I’m a genre and literary fiction writer who was born in Caracas, Venezuela. I’ve lived half my life in the US. I’m also an artist; my first self-published work was a paranormal graphic novel called “Metasearch.” I love martial arts, food, traveling, and film. If you follow me on twitter @odditymedia, you’ll get to see a lot of the stuff I’m into. I have the most amazing wife in the world, and a dog that I adore.
– What are your writing habits?
– That depends on the project. If I have to research, then I go through a lengthy process of learning everything I can about the topics I’ll be touching on. For Metasearch, it was a lot of reading and stepping into the world of metaphysics and see who, why, and how these people go about their business. For Sleeper’s Run, the reading alone would have earned me a PhD. I also trained in some of the skills you see in the book like Urban Escape and Evasion, flying airplanes, tactical weapons, knife fighting, etc. It’s fun, but time consuming and expensive. I think in the end, all the research pays off because it grounds the writing in reality. Status Quo was all life experience and sheer creativity.
As for the mechanics of writing, I’m very disciplined. I write as much as my time allows every day, including weekends. If I can do twelve hours a day, so be it. But again, every project has been different. Each one brings a unique challenge. I write to music that suits the chapters I’m working on. A lot of it actually ends up showing up in the books. I read all the dialogues out loud (my neighbors probably think I’m crazy). And I go through as many re-writes as needed. Some people hate doing that, but I actually enjoy them. That’s when you see the story really take shape.
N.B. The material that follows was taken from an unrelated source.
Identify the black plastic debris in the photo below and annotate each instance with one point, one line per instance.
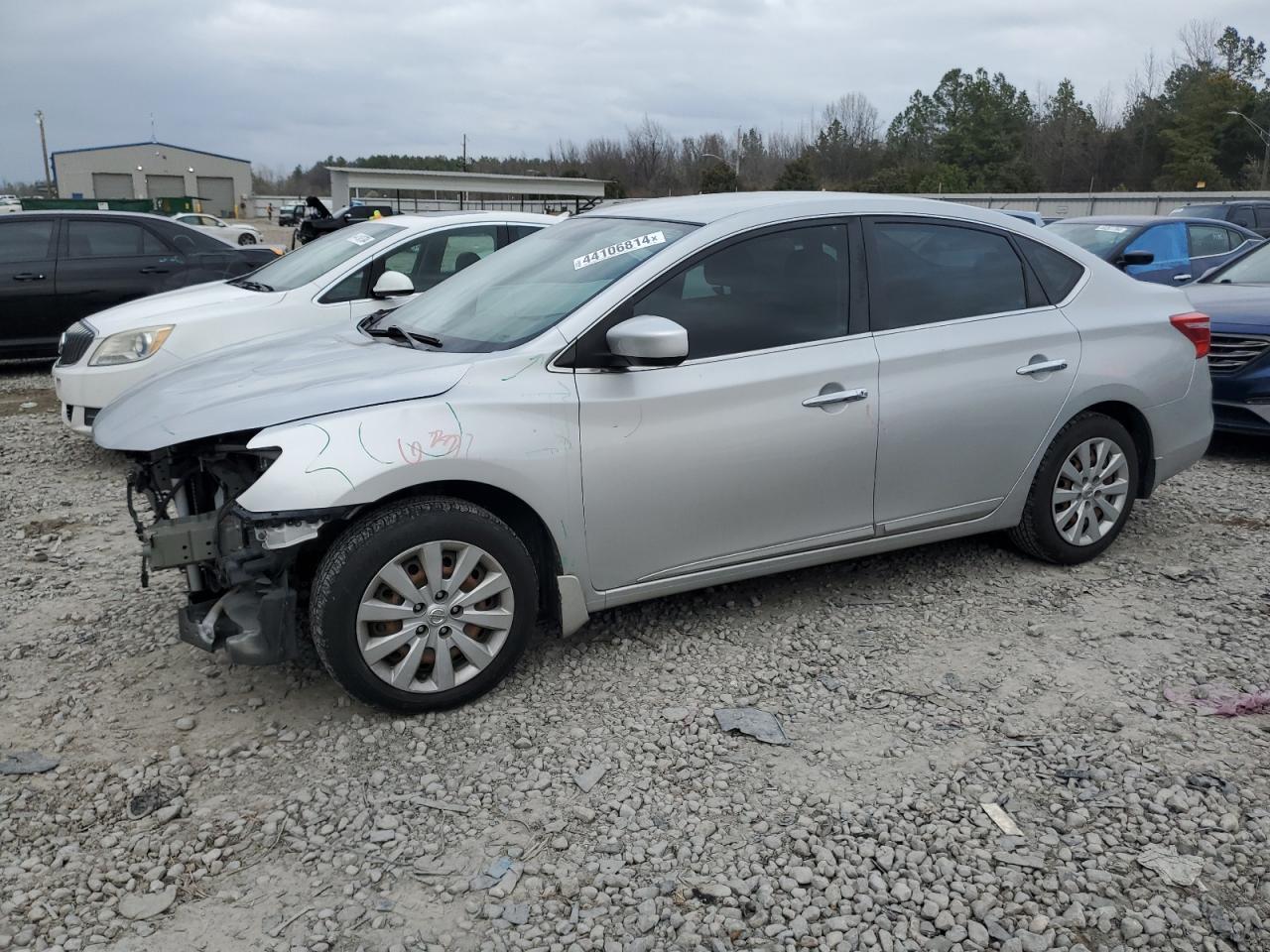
(753, 722)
– Are you satisfied by the sales of the books and do you plan the next one?
– There are probably very few writers who are satisfied with their sales, indie or otherwise. As for the next book, I’m neck deep working on my next novel as you read this. It’s a sci-fi story that should be out next year.
– What are you doing to promote by the best possible way your books?
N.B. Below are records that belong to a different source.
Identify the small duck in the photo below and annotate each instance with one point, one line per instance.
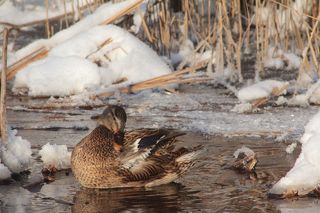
(109, 157)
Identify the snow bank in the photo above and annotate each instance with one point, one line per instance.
(16, 155)
(278, 59)
(305, 174)
(259, 90)
(57, 76)
(31, 12)
(67, 70)
(101, 14)
(4, 172)
(55, 155)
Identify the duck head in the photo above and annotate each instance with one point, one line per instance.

– The whole promotion thing mystifies me. For Sleeper’s Run, I had a larger budget so I went for broke: blog tours, interviews, international trade shows, press releases, social media, reviews, competitions, advertising, the works; you name it. It went on to win numerous awards and critical praise. For Status Quo the budget is way lower so, social media, reviews, giveaways, and interviews so far. I hope to do a blog tour later on, we’ll see. But it’s tough out there. Promoting a novel and getting any kind of decent attention is like winning the lottery.
– Tell us something more about Venezuela, what is the Top 3 of must see things in the country?
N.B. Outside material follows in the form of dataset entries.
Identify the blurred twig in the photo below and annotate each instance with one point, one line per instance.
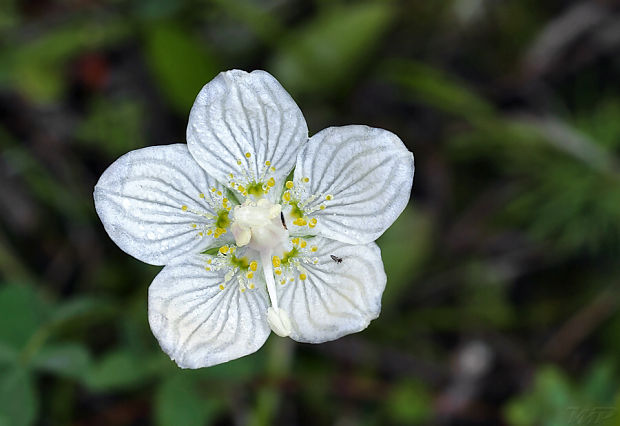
(581, 325)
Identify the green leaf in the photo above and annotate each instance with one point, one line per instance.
(35, 66)
(404, 257)
(22, 313)
(179, 62)
(177, 402)
(68, 360)
(120, 370)
(433, 87)
(78, 308)
(113, 126)
(8, 354)
(326, 55)
(18, 401)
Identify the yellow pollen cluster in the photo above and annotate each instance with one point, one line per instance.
(249, 184)
(302, 204)
(291, 264)
(238, 269)
(215, 224)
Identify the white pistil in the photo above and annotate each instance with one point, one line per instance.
(257, 225)
(277, 318)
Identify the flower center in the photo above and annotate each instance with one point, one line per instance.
(257, 224)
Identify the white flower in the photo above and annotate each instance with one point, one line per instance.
(259, 227)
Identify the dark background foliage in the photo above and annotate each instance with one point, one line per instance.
(502, 298)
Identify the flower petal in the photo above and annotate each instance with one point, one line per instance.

– Venezuela is currently going through some pretty hard times. I haven’t been there in long time, so I’m very disconnected with the day-to-day. There are many wonderful things to see like the tepuis, Angel Falls, the archipelago of Los Roques, and so on. Nightlife in Caracas used to be pretty amazing too, but it would be irresponsible of me to advise anyone to go there right now. It’s dangerous. This is definitely not the same country I grew up in.